Well today school was much better then yesterday. I only had one class & my lab was canceled, so I ran into my old friend Daisy & talked to her for a bit in the computer lab until Courtney called me to meet me at her car. I also didn't see Noelia or Val. Val is this HOTT soccer chick I met & hungout with for a while, but she was a total closet case. Like worse then me on not being out to everyone. I think she stopped hanging out with me becuz she thought I was "too out". Blah! I saw her yesterday while talking to Noelia & I totally put my head the other way. I think she saw me anyways, but didn't say hi, so whatever. I used to like her soooooo much & it will be better if I just don't talk to her & avoid her at any cost. I mean what do you say to the person you really liked & then all of the sudden ditched you??? I dunno.. Any advice??

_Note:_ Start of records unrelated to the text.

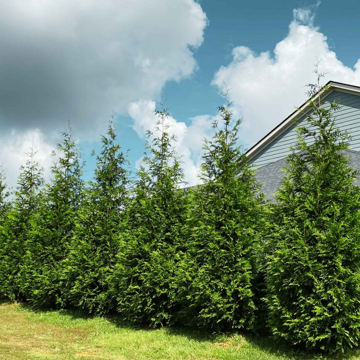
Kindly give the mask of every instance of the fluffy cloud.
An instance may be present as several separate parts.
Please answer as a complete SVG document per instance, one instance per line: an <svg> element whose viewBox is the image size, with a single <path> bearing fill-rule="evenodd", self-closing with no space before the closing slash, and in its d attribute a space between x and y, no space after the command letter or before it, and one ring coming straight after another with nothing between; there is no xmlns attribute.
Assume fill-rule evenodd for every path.
<svg viewBox="0 0 360 360"><path fill-rule="evenodd" d="M128 112L134 121L133 127L139 136L144 138L145 131L155 129L157 116L154 114L156 103L151 100L139 100L131 103ZM201 159L203 139L208 138L212 131L212 118L210 115L201 115L191 118L191 124L178 121L172 116L167 119L168 131L175 134L177 141L173 144L178 154L182 157L185 177L190 185L198 181L197 175ZM138 161L138 165L140 159Z"/></svg>
<svg viewBox="0 0 360 360"><path fill-rule="evenodd" d="M256 54L248 48L233 50L233 59L215 74L212 84L231 90L236 114L243 117L240 135L247 147L253 145L306 99L304 85L314 82L316 57L329 80L360 85L360 60L353 69L331 51L326 36L313 25L312 8L295 9L286 37L269 51Z"/></svg>
<svg viewBox="0 0 360 360"><path fill-rule="evenodd" d="M32 148L37 151L35 159L44 167L44 176L48 177L53 160L51 154L55 149L41 131L38 129L22 132L13 130L10 135L0 138L0 164L3 164L6 183L10 186L16 186L20 166L25 165L28 159L27 153Z"/></svg>
<svg viewBox="0 0 360 360"><path fill-rule="evenodd" d="M2 130L69 118L97 134L112 109L192 73L207 23L195 0L0 1Z"/></svg>
<svg viewBox="0 0 360 360"><path fill-rule="evenodd" d="M196 0L0 1L0 159L8 183L29 139L47 168L45 154L68 119L81 140L97 140L112 109L125 113L131 102L190 76L207 21Z"/></svg>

I hungout with Chad, Cory & his g/f Tabby yesterday night & got dinner at stake & shake. I ran into Ryan as well. Man was that werid!! he kept holding my hand & flirting. Cory said that Chad should of said something about it.. Which makes me think that Cory has no idea what is going on with Chad & Noelia right now. Blah! I told Chad how I felt & it made me feel really werid, but he just said h was sorry he ever did it & he was sorry he was "just another one of my disapointments".. I dunno.. Blah! It's werid how when you start dating someone that everyone in the past that never gave you a chance or whatever seems to pop up & like you again or whatever.. lol
Oh yeah & if you ever ride in Courtneys car, be careful & don't drop anything becuz you will never fnd it again in her dirty car..lol. I dropped my glasses & almost couldn't find them.. lol. I told her we are gonna clean out her car soon!!!